Tabletmarkt: Vielversprechen(d)

In vielen Diskussionen die ich in letzter Zeit zum Thema Tablets führen musste, lief immer alles auf den Vergleich iPad bzw. iPad2 versus Motorola Xoom hinaus. Das Android 3 (Honeycomb) Tablet aus dem Hause Motorola ist der große Hoffnungsträger derjenigen, die sich ein Tablet mit USB-Anschluss und Flash-Unterstützung wünschen.

Ars Technicas Review des Xoom fiel nun jedoch eher vernichtend aus. Während die Möglichkeiten und die neue Oberfläche durchaus positiv auffielen, kommt Tester Ryan Paul in seiner Zusammenfassung jeodch zu einer vernichtenden Kritik, die ich hier im Auszug zitieren möchte:

The [Motorola Xoom] has an extraordinary set of features, but the best are simply not available at launch. While I was testing the device and studying the documentation, I was confronted repeatedly with disclaimers which explained that various features will arrive later in updates. There are so many of these disclaimers that it soon became absurd. The device, in its current state, is like a parade of promising placeholders.

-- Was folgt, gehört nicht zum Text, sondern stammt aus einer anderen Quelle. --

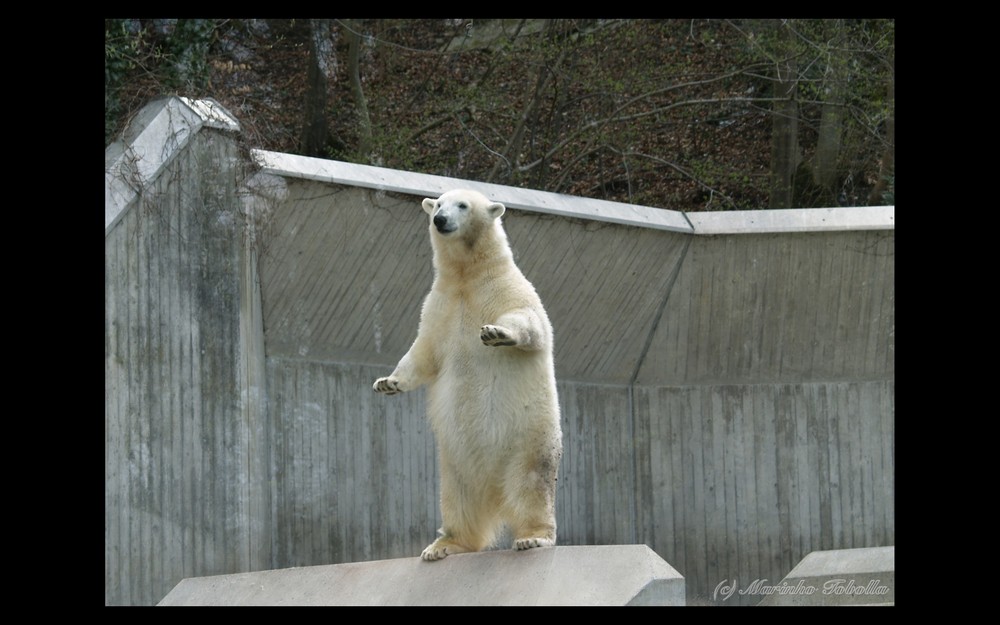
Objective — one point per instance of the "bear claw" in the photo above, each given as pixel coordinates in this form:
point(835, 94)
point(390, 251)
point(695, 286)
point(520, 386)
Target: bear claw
point(495, 336)
point(388, 386)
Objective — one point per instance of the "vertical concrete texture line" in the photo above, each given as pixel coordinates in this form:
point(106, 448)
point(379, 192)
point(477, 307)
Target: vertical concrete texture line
point(635, 374)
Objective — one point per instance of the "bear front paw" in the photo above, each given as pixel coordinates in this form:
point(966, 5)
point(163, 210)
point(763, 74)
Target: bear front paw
point(496, 336)
point(388, 385)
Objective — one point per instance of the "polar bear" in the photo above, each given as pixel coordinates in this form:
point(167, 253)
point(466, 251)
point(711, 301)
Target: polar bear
point(484, 350)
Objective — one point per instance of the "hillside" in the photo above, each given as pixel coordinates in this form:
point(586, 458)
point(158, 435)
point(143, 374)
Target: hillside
point(668, 113)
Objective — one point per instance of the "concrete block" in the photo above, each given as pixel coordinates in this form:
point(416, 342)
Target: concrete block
point(570, 575)
point(864, 576)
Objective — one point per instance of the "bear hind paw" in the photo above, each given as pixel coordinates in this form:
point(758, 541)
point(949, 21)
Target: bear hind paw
point(530, 543)
point(441, 548)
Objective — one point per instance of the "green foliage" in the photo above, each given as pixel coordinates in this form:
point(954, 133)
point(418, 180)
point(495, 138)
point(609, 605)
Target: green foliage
point(157, 56)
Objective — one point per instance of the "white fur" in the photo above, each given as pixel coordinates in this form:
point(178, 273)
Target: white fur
point(484, 348)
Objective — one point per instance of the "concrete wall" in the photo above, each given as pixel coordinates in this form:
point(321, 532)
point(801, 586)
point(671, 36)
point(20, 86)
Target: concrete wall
point(728, 398)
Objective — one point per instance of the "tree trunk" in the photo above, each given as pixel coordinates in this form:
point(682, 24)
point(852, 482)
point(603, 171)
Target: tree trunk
point(887, 168)
point(316, 140)
point(784, 128)
point(360, 103)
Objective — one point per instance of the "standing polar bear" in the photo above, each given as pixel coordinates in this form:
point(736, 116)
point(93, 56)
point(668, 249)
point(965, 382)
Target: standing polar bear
point(484, 348)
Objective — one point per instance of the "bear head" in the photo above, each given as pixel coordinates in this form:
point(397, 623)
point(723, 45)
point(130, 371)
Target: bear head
point(462, 213)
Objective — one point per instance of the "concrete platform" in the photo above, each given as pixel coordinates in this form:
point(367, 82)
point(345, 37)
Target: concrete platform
point(839, 577)
point(586, 575)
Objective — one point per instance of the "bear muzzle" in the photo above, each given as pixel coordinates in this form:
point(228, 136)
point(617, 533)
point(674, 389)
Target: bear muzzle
point(443, 224)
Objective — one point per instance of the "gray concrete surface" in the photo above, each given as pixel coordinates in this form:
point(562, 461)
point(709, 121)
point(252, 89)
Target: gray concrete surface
point(865, 576)
point(594, 575)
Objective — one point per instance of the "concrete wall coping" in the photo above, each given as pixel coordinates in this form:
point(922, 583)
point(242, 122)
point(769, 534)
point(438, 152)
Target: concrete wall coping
point(159, 131)
point(568, 575)
point(164, 126)
point(427, 185)
point(709, 223)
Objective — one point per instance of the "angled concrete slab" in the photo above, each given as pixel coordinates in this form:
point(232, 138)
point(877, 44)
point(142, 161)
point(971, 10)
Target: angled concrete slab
point(865, 576)
point(570, 575)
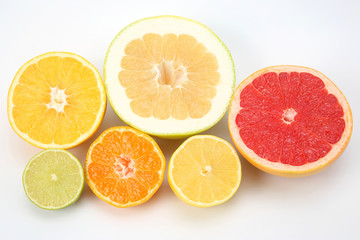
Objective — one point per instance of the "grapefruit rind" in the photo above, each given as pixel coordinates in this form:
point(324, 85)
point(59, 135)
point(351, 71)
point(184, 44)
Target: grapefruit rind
point(151, 192)
point(179, 193)
point(281, 169)
point(170, 128)
point(70, 202)
point(84, 136)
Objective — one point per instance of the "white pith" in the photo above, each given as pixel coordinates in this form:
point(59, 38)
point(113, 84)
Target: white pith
point(277, 166)
point(57, 99)
point(171, 126)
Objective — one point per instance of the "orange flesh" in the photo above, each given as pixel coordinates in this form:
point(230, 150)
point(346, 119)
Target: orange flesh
point(124, 167)
point(56, 100)
point(169, 76)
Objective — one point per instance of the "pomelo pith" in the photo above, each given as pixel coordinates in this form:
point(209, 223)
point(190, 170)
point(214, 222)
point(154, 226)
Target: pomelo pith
point(289, 120)
point(169, 76)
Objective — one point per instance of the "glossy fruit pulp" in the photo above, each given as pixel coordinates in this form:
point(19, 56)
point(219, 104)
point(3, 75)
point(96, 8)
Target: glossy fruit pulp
point(289, 117)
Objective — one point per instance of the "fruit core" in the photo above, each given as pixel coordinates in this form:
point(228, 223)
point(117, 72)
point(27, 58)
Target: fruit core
point(289, 117)
point(206, 170)
point(125, 166)
point(57, 99)
point(169, 76)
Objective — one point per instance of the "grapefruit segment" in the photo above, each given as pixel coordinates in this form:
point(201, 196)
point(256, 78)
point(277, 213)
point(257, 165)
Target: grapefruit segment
point(289, 120)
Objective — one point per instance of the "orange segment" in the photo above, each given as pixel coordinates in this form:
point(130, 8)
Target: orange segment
point(56, 100)
point(177, 61)
point(124, 167)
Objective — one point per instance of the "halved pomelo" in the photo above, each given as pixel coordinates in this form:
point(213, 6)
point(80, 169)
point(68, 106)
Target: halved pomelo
point(56, 100)
point(289, 120)
point(169, 76)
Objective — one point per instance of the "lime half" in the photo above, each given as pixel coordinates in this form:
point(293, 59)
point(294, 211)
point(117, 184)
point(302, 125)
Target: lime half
point(53, 179)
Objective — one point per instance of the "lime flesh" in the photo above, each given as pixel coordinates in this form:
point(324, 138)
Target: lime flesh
point(53, 179)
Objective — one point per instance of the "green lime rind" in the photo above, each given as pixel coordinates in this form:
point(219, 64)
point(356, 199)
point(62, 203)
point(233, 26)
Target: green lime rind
point(168, 135)
point(80, 173)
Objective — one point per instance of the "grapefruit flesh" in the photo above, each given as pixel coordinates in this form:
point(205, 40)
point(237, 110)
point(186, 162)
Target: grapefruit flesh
point(289, 120)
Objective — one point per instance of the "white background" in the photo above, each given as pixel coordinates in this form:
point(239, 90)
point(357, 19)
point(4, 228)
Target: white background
point(320, 34)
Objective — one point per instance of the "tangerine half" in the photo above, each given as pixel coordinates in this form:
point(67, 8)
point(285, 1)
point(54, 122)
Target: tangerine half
point(124, 167)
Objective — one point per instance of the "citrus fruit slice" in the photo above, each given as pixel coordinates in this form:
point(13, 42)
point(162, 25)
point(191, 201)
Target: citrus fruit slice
point(204, 171)
point(289, 120)
point(169, 76)
point(56, 100)
point(124, 167)
point(53, 179)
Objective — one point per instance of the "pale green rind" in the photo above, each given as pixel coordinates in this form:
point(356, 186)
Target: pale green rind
point(82, 179)
point(180, 134)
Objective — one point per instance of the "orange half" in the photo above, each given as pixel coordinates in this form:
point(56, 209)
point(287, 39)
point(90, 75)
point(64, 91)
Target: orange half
point(56, 100)
point(124, 167)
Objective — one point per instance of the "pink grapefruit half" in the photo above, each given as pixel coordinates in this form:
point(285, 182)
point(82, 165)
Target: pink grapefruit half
point(289, 120)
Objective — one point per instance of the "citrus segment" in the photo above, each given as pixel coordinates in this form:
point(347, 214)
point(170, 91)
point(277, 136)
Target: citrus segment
point(56, 100)
point(289, 120)
point(204, 171)
point(53, 179)
point(171, 73)
point(124, 167)
point(175, 76)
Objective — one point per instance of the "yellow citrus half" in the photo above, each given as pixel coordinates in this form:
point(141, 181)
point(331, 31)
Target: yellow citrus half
point(204, 171)
point(56, 100)
point(290, 120)
point(169, 76)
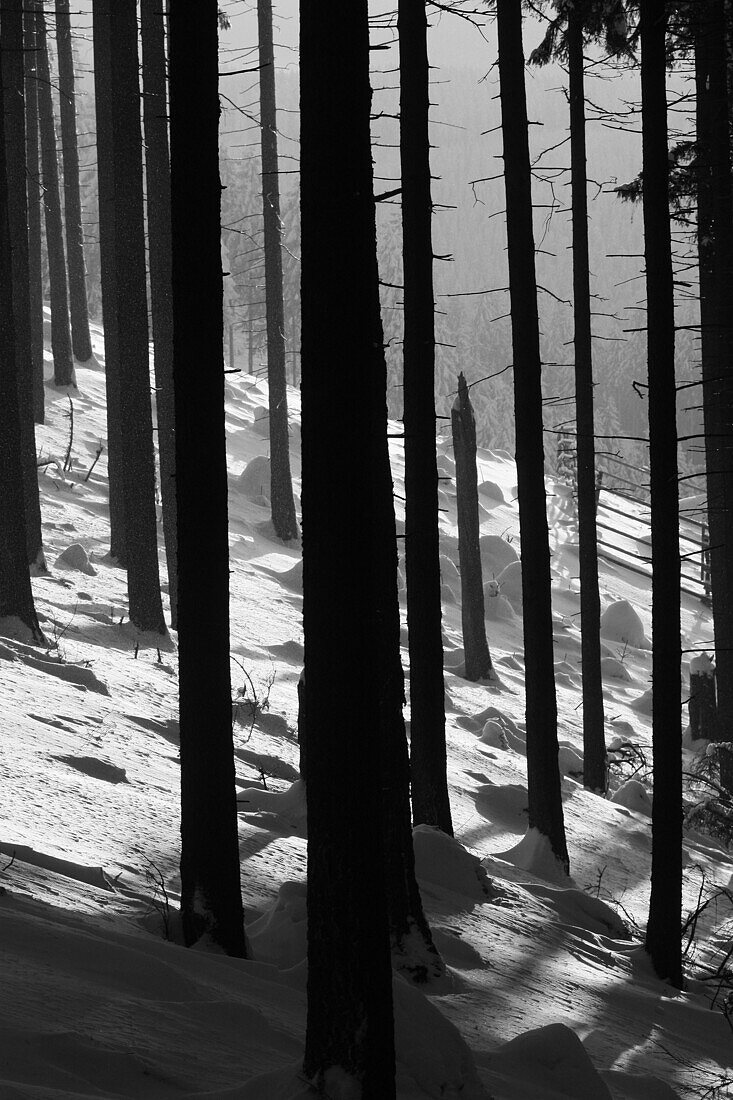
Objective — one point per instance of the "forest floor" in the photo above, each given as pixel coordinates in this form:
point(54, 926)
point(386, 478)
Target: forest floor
point(549, 992)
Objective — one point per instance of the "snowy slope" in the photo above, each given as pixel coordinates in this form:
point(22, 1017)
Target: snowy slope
point(549, 993)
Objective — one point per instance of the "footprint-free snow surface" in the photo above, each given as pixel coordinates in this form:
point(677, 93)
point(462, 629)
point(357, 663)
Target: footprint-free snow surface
point(548, 993)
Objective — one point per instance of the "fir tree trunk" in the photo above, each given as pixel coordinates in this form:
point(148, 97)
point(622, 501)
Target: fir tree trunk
point(476, 647)
point(61, 332)
point(145, 608)
point(349, 1012)
point(210, 894)
point(11, 36)
point(15, 592)
point(281, 484)
point(77, 272)
point(33, 191)
point(594, 759)
point(543, 771)
point(427, 723)
point(157, 171)
point(108, 274)
point(663, 932)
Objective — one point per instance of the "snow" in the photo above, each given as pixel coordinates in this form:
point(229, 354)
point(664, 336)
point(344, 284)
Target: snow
point(546, 996)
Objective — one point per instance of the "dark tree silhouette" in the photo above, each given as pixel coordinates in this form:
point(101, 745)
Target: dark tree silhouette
point(427, 721)
point(61, 332)
point(77, 273)
point(476, 647)
point(281, 484)
point(545, 809)
point(33, 190)
point(663, 932)
point(210, 895)
point(349, 1013)
point(11, 37)
point(157, 175)
point(145, 608)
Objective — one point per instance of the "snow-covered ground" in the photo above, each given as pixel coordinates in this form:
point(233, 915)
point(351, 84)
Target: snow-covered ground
point(549, 993)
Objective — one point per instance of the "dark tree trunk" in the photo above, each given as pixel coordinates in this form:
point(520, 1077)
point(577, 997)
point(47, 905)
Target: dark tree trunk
point(108, 273)
point(11, 35)
point(77, 271)
point(594, 761)
point(663, 932)
point(715, 261)
point(157, 171)
point(15, 592)
point(61, 332)
point(281, 484)
point(349, 1013)
point(33, 177)
point(476, 647)
point(543, 772)
point(210, 894)
point(145, 608)
point(427, 723)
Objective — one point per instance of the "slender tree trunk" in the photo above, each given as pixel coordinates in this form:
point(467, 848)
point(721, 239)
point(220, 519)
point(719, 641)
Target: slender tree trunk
point(594, 760)
point(715, 252)
point(33, 177)
point(145, 607)
point(543, 771)
point(77, 272)
point(15, 592)
point(11, 35)
point(427, 723)
point(476, 647)
point(349, 1015)
point(663, 932)
point(157, 169)
point(281, 484)
point(61, 332)
point(210, 894)
point(108, 274)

The Xoom’s assortment of absent features will likely all be available this Summer, but the launch configuration feels like a beta release. Consumers who buy it today will have to send it back in for a week at some point before they can get the complete product. I think bringing it to market in this condition was a pretty dubious move.

As a reviewer, I’m finding it particularly hard to evaluate the Xoom. When I test beta hardware or software, I tend to give the manufacturer or developer the benefit of the doubt and focus on the product’s potential. I’m tempted to approach the Xoom from that perspective, but I just can’t rationalize that kind of leniency for a product that has been officially released and is selling for $800.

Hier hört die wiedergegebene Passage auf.